The year after graduating, Naomi worked as an AmeriCorps Service Member in the MAP program (Michigan AmeriCorp Partnership) for one year. As a service member she headed a division at the University of Michigan’s Ginsberg Center for Community Service focusing on interfaith dialogue and service work. Drawing on her own experiences, she was able to lead students in difficult conversations about the intersection of religion and social justice.

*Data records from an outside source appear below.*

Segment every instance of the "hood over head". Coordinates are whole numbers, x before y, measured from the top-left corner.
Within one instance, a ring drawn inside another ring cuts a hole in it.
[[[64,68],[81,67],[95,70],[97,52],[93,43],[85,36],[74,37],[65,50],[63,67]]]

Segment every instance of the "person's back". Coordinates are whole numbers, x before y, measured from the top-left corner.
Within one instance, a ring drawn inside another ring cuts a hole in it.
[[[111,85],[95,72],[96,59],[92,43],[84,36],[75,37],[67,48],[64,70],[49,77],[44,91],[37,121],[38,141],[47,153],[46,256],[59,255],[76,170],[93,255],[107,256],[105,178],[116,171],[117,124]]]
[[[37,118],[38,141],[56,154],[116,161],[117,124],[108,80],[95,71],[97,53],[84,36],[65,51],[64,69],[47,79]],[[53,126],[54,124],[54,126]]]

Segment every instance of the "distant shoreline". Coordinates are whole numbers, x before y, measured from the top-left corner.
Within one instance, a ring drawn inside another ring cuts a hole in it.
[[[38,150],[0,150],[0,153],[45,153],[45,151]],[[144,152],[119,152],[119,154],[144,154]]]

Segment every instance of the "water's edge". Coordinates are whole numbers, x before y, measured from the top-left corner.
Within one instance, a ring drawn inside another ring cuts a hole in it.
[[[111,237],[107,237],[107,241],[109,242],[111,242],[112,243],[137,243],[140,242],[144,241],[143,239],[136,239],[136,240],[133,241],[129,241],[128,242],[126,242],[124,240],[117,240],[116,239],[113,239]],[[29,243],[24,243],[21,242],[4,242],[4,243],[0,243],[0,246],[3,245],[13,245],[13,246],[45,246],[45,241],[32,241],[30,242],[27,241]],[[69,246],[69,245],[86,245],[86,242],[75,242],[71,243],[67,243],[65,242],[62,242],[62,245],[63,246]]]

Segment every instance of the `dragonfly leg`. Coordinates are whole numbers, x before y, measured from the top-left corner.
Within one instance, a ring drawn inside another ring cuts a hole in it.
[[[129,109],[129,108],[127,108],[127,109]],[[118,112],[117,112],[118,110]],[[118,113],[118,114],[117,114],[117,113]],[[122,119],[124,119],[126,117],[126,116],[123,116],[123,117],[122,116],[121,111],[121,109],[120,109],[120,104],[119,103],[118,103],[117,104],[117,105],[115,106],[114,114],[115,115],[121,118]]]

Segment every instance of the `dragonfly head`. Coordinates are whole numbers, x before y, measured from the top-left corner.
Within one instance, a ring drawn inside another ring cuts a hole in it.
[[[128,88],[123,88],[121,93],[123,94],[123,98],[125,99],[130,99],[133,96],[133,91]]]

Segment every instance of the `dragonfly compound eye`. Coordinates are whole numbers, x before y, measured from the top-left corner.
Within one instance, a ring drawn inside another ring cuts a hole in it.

After considering exactly what aspects of her experience in AmeriCorps she liked best, Naomi applied to teach abroad and ended up spending the last two years in Seoul, South Korea. (To see Naomi’s take on being Jewish in Korea, click here). After being constantly surrounded by very (Jewishly) well-educated friends and family in the States, Naomi didn’t think there was anything unusual about the level of Judaic education she received until settling in Korea. In Seoul, having a Jewish education at all was unusual in the Jewish community. Naomi found herself as a quasi-leader/halakhic authority within the community, a position that she never thought she would be in. Until her time in Seoul, she had never considered the Jewish education she had received particularly valuable, and it was then that she realized that if she wanted to be a leader in whatever Jewish community she was to end up in, she had better invest more in her own Jewish education.
After her Orthodox day school education, Naomi was looking for an open, yet serious environment to study in. She made the decision to study at Pardes to ‘fill in the gaps’ in her halahic and textual knowledge.
Her favorite classes are Hassidut and Intermediate Halacha, where her extensive knowledge of Jewish law is actually useful. Naomi’s day school background provides an ever interesting foil to learning at Pardes, where, for example she often has trouble untangling actual Chumash from Rashi’s commentary. With them being sometimes taught as one and the same in day school, Naomi often felt like she ‘knew the punch line’ to all the exegetical questions that arose in class.
I like Hasidut with Levi Cooper a lot, it’s the reason why I’m taking Halacha. Levi Cooper reminded us to make sure we are getting what we want to out of Pardes, and since I came here to study Halacha I had to adjust my lens and make sure I was focusing on learning Halacha.
Next year is still uncertain, but Naomi is looking into programs in Jewish Education with a focus in Special Education, a program in Speech Language Pathology, or Drisha’s Artists Residency.